Most people are familiar with naming a legal guardian for a child when the parents are unavailable or unable to care for the child. As the population matures, more people are also becoming aware of the reverse situation, naming a guardian for an adult parent.  As we grow older and our lives become more complicated many of our elderly cannot adequately make decisions in their best interests.  A guardian makes those decisions for them.
 
Conservatorship

Guardians for adults are a growing area in elder law and estate planning.
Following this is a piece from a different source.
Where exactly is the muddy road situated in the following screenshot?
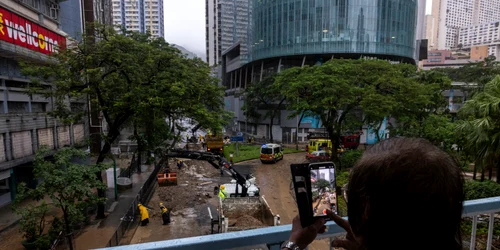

Every state has a statute regarding the procedure to name a guardian, sometimes called a conservator, for an adult. The incapacitated adult is the “conservatee” and the guardian is the “conservator”. Most states require a judge to approve the appointment and also require the adult to undergo a medical examination.
 
Unlike a child’s guardian who, like a parent, has complete control of the child an adult conservator’s powers may be limited.  An incapacitated adult may only need help with specific needs. A conservator may be appointed with general powers or the court may only grant a limited conservatorship.  A limited conservatorship may be created to solely control an incapacitated adult’s finances, health care decisions, or any other singular aspect of their lives that the adult can not adequately manage on their own.  In a limited conservatorship the conservatee will still retain decision making ability over every other aspect of his/her life.

Power of Attorney

A power of attorney is another legal tool that allows a person to make decisions on someone’s behalf, creating a principal and agent relationship. Even though both the agent and conservator must act in the best interests of the other party there are significant differences between a power of attorney and a legal guardian/conservator.  A guardianship is a court order while a power of attorney is an agreement between only the principal and the agent.

A power of attorney is voluntarily entered into by the parties, allows for both parties to make decisions concurrently and can be revoked at any time by either party.   A guardian/conservator is only established by a court order and strips the conservatee of some rights. In some cases the proposed conservatee can also voluntarily petition the court to appoint a conservator for them.  Once the conservator is appointed the court transfers certain rights from the conservatee to the conservator. A conservatorship cannot be revoked by the parties; the only way to end it is by another court order.
 
Best Interests

Like an attorney, a conservator is required to act in the best interest of their conservatee. A conservator cannot profit from decisions made on behalf of the conservatee and must not have a conflict of interest between their interests and their conservatee’s.

If you cannot find a family member or close friend to act as a conservator there are many professionals who specialize in being professional conservators.  If you have questions or need a conservator there are probably attorneys near you that can help.  There are many lawyers and law firms who specialize in Elder Law who can assist in establishing a conservatorship for adults.